NYT'de yayınlanan analiz habere göre Rusya, Almanya'nın otomobil, makina ve kimya sektörlerinin ana tüketicisi konumunda. Rusya'yla işbirliği yapan Alman şirketlerin sayısı altı bini aşıyor ve Rusya'ya yatırım yapan ülkeler arasında, Almanya ilk sıralarda yer alıyor.
Ancak Avrupa Birliği'nin Rusya'ya uyguladığı yaptırımlar bu döngüde kırılma yaşanmasına neden oldu: Alman kimya şirketi BASF, Rus devlet doğalgaz şirketiyle olan anlaşmasını iptal ettiğini duyurdu; Opel, Saint Petersburg'daki üretimini azaltmayı planlıyor; Volkswagen de Rusya'nın Kaluga kentinde üretimini geçici olarak durdurma kararı aldı.
Alman-Rus Dış Ticaret Odası'nın bu ay içinde yaptığı araştırmanın sonuçlarına göre, yaptırımlar sonrasında Rusya'yla ticari ilişkilerini sonlandıran Alman şirketlerin oranı yalnızca yüzde üç. Alman şirketlerinin çoğu, bu krizli dönemin sona ermesini umuyor. Ancak şirketlerin yüzde 41'i, Rusya'ya olan yatırımlarını azalttıklarını söylüyor. Alman şirketlerinin yüzde 36'sı da koşullar iyileşmediği sürece ortak projelerden geçici olarak geri durma eğiliminde.
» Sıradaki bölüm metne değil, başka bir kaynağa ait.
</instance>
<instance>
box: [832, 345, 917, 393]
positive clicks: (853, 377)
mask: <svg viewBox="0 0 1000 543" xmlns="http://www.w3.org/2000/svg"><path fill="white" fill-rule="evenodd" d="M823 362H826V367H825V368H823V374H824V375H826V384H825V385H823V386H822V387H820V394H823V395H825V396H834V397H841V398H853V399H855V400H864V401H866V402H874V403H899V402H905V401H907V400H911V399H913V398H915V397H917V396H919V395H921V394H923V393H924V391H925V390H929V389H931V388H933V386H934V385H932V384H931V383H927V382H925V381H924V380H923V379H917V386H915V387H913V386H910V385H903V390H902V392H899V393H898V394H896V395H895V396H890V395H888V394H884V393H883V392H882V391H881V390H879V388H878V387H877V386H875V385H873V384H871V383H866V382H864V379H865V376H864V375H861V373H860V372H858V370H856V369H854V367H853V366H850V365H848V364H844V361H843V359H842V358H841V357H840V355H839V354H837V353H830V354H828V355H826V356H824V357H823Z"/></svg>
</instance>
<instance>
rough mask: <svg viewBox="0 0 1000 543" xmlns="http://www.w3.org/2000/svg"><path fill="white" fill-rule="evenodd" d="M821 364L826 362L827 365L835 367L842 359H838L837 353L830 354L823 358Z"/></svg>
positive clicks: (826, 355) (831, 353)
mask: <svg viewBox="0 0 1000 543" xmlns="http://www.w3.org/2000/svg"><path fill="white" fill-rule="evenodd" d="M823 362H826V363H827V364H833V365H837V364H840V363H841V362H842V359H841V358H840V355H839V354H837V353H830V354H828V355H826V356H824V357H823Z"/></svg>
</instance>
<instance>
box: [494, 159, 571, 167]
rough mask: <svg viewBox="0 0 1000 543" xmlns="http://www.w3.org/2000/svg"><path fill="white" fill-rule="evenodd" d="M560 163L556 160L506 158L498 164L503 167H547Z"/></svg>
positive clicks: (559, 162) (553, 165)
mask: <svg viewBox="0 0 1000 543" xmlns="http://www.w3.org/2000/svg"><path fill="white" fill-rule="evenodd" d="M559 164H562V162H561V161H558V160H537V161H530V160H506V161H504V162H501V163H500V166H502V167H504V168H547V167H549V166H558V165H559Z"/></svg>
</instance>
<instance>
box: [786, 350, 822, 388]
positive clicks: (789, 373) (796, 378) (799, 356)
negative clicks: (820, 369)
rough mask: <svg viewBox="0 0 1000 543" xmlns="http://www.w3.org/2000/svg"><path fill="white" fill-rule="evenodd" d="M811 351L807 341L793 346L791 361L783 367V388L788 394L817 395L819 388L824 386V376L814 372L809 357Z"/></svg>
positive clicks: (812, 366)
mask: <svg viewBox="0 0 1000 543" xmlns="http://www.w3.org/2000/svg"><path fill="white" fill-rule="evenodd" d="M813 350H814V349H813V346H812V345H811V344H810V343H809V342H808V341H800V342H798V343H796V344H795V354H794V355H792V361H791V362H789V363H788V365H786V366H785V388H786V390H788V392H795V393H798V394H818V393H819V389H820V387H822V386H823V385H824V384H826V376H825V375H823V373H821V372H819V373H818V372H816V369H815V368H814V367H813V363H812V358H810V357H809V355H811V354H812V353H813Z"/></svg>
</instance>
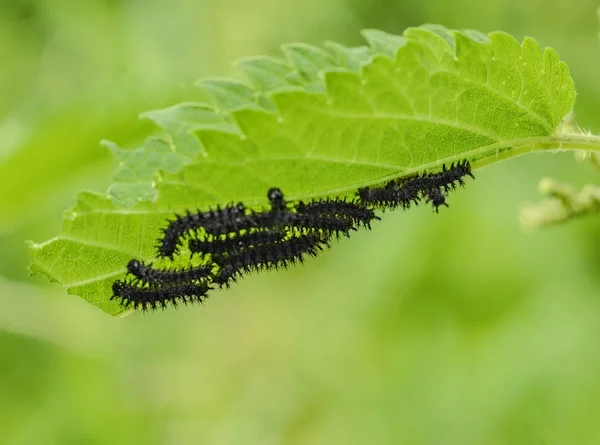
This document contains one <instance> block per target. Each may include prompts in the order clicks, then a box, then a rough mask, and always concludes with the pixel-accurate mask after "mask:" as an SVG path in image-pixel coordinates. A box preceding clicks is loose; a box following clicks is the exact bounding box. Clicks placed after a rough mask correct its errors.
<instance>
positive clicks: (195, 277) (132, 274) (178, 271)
mask: <svg viewBox="0 0 600 445" xmlns="http://www.w3.org/2000/svg"><path fill="white" fill-rule="evenodd" d="M127 272H128V273H129V274H130V275H133V276H134V277H135V278H134V280H135V281H139V282H141V283H143V284H152V285H162V284H172V283H184V282H191V281H197V280H200V279H202V278H206V277H208V276H209V275H210V274H211V272H212V267H211V266H204V265H202V266H189V267H187V268H183V269H179V270H174V269H158V268H155V267H152V264H145V263H144V262H143V261H139V260H136V259H133V260H131V261H129V263H127Z"/></svg>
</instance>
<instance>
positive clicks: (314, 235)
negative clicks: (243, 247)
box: [213, 233, 329, 287]
mask: <svg viewBox="0 0 600 445" xmlns="http://www.w3.org/2000/svg"><path fill="white" fill-rule="evenodd" d="M324 247H325V248H329V243H328V241H327V239H325V238H324V237H323V236H322V235H319V234H317V233H309V234H306V235H300V236H295V237H292V238H290V239H288V240H285V241H279V242H275V243H270V244H261V245H258V246H255V247H252V248H248V249H245V250H242V251H239V252H234V253H229V254H220V255H215V256H214V261H215V263H216V264H217V265H219V266H220V270H219V272H217V273H216V274H215V276H214V278H213V282H214V283H215V284H218V285H219V286H221V287H222V286H227V287H229V282H230V281H234V282H235V281H236V278H237V277H238V276H240V275H241V274H242V273H244V272H252V271H259V270H265V269H279V268H281V267H284V268H285V267H287V266H289V265H291V264H295V263H303V262H304V257H305V255H310V256H316V255H317V253H318V252H319V251H322V250H324Z"/></svg>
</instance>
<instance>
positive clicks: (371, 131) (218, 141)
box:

Almanya'nın önde gelen Duisburg Üniversitesi profesörlerinden Ferdinand Dudenhoeffer'e göre, Alman otomobil sektörü Rusya'ya uygulanan yaptırımlar nedeniyle 2017 yılına kadar 12 milyar euro kaybedebilir.
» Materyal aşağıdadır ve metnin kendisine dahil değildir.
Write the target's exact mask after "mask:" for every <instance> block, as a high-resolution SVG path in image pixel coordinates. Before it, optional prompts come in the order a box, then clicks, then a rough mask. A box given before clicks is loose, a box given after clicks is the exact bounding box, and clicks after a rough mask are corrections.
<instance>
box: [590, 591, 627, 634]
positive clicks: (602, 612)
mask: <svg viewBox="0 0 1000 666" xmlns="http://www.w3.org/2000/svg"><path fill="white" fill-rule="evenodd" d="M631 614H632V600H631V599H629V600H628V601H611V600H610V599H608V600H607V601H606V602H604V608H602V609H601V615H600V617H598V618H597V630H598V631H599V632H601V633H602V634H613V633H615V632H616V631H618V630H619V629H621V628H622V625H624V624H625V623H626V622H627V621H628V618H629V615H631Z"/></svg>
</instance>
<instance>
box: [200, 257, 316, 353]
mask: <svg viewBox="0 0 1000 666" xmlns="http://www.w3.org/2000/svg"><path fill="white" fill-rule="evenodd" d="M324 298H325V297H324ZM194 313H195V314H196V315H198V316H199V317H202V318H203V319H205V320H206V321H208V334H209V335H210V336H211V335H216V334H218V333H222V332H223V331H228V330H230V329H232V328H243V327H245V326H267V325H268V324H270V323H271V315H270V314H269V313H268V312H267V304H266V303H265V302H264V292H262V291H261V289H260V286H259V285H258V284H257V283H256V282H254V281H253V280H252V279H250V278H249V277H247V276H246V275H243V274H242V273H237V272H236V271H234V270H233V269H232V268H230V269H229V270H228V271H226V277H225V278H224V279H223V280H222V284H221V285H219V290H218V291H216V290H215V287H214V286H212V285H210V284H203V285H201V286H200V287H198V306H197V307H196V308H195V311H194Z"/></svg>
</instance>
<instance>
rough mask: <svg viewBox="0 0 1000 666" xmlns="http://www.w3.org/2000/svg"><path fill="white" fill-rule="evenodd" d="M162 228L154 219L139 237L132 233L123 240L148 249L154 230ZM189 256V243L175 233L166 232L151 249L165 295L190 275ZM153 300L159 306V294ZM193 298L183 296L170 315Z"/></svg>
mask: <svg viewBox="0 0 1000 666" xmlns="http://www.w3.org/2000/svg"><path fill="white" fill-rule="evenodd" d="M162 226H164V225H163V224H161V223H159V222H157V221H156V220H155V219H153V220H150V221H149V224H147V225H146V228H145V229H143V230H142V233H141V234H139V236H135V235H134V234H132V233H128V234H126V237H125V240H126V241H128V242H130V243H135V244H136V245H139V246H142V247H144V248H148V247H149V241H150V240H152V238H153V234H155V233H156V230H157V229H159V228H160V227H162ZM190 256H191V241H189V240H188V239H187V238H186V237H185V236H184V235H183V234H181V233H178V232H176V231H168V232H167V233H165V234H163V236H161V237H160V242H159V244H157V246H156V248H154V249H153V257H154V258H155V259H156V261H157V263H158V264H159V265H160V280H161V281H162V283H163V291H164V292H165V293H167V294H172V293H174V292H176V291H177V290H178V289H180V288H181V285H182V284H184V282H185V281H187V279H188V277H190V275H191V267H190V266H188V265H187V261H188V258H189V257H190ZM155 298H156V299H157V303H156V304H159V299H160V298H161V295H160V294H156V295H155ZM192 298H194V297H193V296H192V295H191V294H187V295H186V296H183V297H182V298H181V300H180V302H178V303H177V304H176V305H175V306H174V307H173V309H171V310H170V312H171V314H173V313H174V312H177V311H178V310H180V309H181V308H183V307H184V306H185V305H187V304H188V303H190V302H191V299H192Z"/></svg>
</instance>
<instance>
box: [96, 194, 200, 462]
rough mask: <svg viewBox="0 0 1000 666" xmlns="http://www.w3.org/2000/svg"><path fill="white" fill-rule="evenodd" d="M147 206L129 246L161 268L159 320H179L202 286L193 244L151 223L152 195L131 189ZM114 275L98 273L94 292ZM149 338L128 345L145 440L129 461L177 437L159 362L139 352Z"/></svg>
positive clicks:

New York Times gazetesinde yayınlanan analiz habere göre Moskova'yla "bağların gevşetilmesi", Almanya'nın ekonomik büyümesini yavaşlatıyor. Rusya'ya uygulanan yaptırımların Almanya ekonomisine yansıması da ülkede siyasi görüş ayrılıklarına neden oluyor.
Analiz habere göre, genellikle Başbakan Angela Merkel'in lideri olduğu Hristiyan Demokrat Birlik partisi yanında duran Alman iş çevreleri, Rusya meselesinde sosyal demokratlarla görüş birliği yapıyor ve ekonominin baskı unsuru olarak kullanılmaması gerektiğini savunuyor.
Ukrayna'daki siyasi krizi gerekçe gösteren Avrupa Birliği, ABD'yle birlikte Rusya'ya finans, savunma ve enerji sektörlerini kapsayan ekonomik yaptırımlar uyguluyor.